While the majority of newly diagnosed asylum seekers were late presenters, only 45% were linked to care within 30 days. Once linked, care and viral suppression were rapid. Delays in screening and linkage to care present increased risk for onward transmission, and in the context of 21% baseline resistance, consideration of point-of-care testing and immediate referral at IME screening should be made.

Risk of HIV transmission through condomless sex in serodifferent gay couples with the HIV-positive partner taking suppressive antiretroviral therapy (PARTNER)

Risk of HIV transmission through condomless sex in serodifferent gay couples with the HIV-positive partner taking suppressive antiretroviral therapy (PARTNER): final results of a multicentre, prospective, observational study

The Lancet, Published Online May 2, 2019

Background

The level of evidence for HIV transmission risk through condomless sex in serodifferent gay couples with the HIV-positive partner taking virally suppressive antiretroviral therapy (ART) is limited compared with the evidence available for transmission risk in heterosexual couples. The aim of the second phase of the PARTNER study (PARTNER2) was to provide precise estimates of transmission risk in gay serodifferent partnerships.
Findings
Between Sept 15, 2010, and July 31, 2017, 972 gay couples were enrolled, of which 782 provided 1593 eligible couple-years of follow-up with a median follow-up of 2·0 years (IQR 1·1–3·5). At baseline, median age for HIV-positive partners was 40 years (IQR 33–46) and couples reported condomless sex for a median of 1·0 years (IQR 0·4–2·9). During eligible couple-years of follow-up, couples reported condomless anal sex a total of 76 088 times. 288 (37%) of 777 HIV-negative men reported condomless sex with other partners. 15 new HIV infections occurred during eligible couple-years of follow-up, but none were phylogenetically linked within-couple transmissions, resulting in an HIV transmission rate of zero (upper 95% CI 0·23 per 100 couple-years of follow-up).

Interpretation

Our results provide a similar level of evidence on viral suppression and HIV transmission risk for gay men to that previously generated for heterosexual couples and suggest that the risk of HIV transmission in gay couples through condomless sex when HIV viral load is suppressed is effectively zero. Our findings support the message of the U=U (undetectable equals untransmittable) campaign, and the benefits of early testing and treatment for HIV.

 

Gaps And Policy Barriers To Engagement With The HIV Cascade Of Care

Identifying and Plugging the Leaks: Gaps And Policy Barriers To Engagement With The HIV Cascade Of Care

CTAC (Canadian Treatment Action Council), 2018

This project explored what issues impact engagement by people living with HIV with healthcare in Ontario. The goal was to identify policy issues that impact treatment access for people living with HIV, and to identify opportunities to make the healthcare system more accessible.
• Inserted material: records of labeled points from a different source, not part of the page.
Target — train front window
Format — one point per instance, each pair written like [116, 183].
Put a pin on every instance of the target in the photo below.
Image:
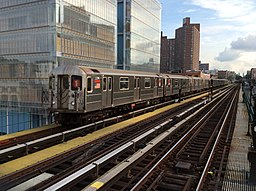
[65, 82]
[147, 83]
[124, 83]
[52, 83]
[76, 83]
[89, 84]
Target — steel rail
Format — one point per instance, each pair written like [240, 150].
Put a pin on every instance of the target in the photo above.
[95, 165]
[203, 175]
[110, 175]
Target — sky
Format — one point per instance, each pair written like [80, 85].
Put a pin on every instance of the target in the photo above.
[227, 30]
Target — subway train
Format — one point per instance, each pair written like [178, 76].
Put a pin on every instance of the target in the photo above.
[77, 94]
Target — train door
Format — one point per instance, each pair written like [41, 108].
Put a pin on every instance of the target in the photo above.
[107, 91]
[63, 91]
[137, 88]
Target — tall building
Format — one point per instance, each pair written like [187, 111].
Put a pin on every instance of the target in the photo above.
[167, 54]
[35, 37]
[138, 40]
[187, 46]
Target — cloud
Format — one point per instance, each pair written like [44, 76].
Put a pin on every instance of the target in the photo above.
[247, 44]
[190, 11]
[228, 9]
[239, 46]
[228, 55]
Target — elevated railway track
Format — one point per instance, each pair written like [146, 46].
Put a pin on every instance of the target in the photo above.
[93, 159]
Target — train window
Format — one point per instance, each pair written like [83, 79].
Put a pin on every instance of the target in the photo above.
[109, 83]
[169, 82]
[65, 82]
[156, 82]
[104, 85]
[89, 84]
[52, 83]
[160, 84]
[176, 83]
[147, 83]
[138, 83]
[76, 83]
[124, 83]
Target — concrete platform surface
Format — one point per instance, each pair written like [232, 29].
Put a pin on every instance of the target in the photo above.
[238, 168]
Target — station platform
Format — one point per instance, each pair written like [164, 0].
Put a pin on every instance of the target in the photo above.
[238, 167]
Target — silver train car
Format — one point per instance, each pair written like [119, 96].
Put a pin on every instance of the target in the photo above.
[79, 92]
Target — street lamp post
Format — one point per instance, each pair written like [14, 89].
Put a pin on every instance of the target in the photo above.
[252, 148]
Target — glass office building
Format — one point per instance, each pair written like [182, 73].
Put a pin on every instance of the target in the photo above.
[37, 36]
[138, 41]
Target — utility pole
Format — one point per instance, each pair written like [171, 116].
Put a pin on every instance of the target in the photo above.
[252, 148]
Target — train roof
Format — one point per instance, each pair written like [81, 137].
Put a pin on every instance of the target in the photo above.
[82, 70]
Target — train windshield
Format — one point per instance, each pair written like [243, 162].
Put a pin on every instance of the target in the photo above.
[76, 83]
[52, 82]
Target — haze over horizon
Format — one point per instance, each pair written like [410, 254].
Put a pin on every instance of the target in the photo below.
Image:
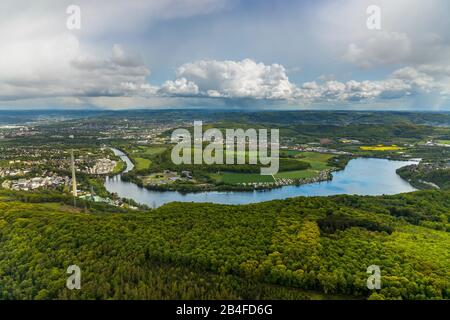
[233, 54]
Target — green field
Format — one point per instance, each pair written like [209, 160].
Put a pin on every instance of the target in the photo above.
[318, 161]
[141, 163]
[151, 151]
[234, 178]
[298, 174]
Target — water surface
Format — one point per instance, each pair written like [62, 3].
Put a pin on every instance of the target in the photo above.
[361, 176]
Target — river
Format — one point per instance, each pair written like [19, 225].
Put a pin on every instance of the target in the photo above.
[361, 176]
The HIV Cascade of Care is a useful description of the different steps that a person living with HIV will need to take in order to achieve an undetectable viral load and optimal health outcomes, from infection and diagnosis through to Antiretroviral Therapy (ART) initiation and viral suppression.

We know people drop out of the HIV Cascade of Care – e.g. why those starting treatment don’t stay on it. By seeking out policy barriers and developing solutions we can enable people to live long, healthy, and happy lives.

The project has five recommendations around barriers to engagement in the HIV Cascade of Care.

Download report here

 

How HIV Possibly Jumped From Monkey To Man

Asian Scientist, April 12, 2018

Scientists in Japan have discovered a protein that may have enabled the simian immunodeficiency virus (SIV) to be transmitted to humans. Their findings are published in Cell Host & Microbe. The human immunodeficiency virus (HIV) is believed to have evolved from a SIV that originated in chimpanzees.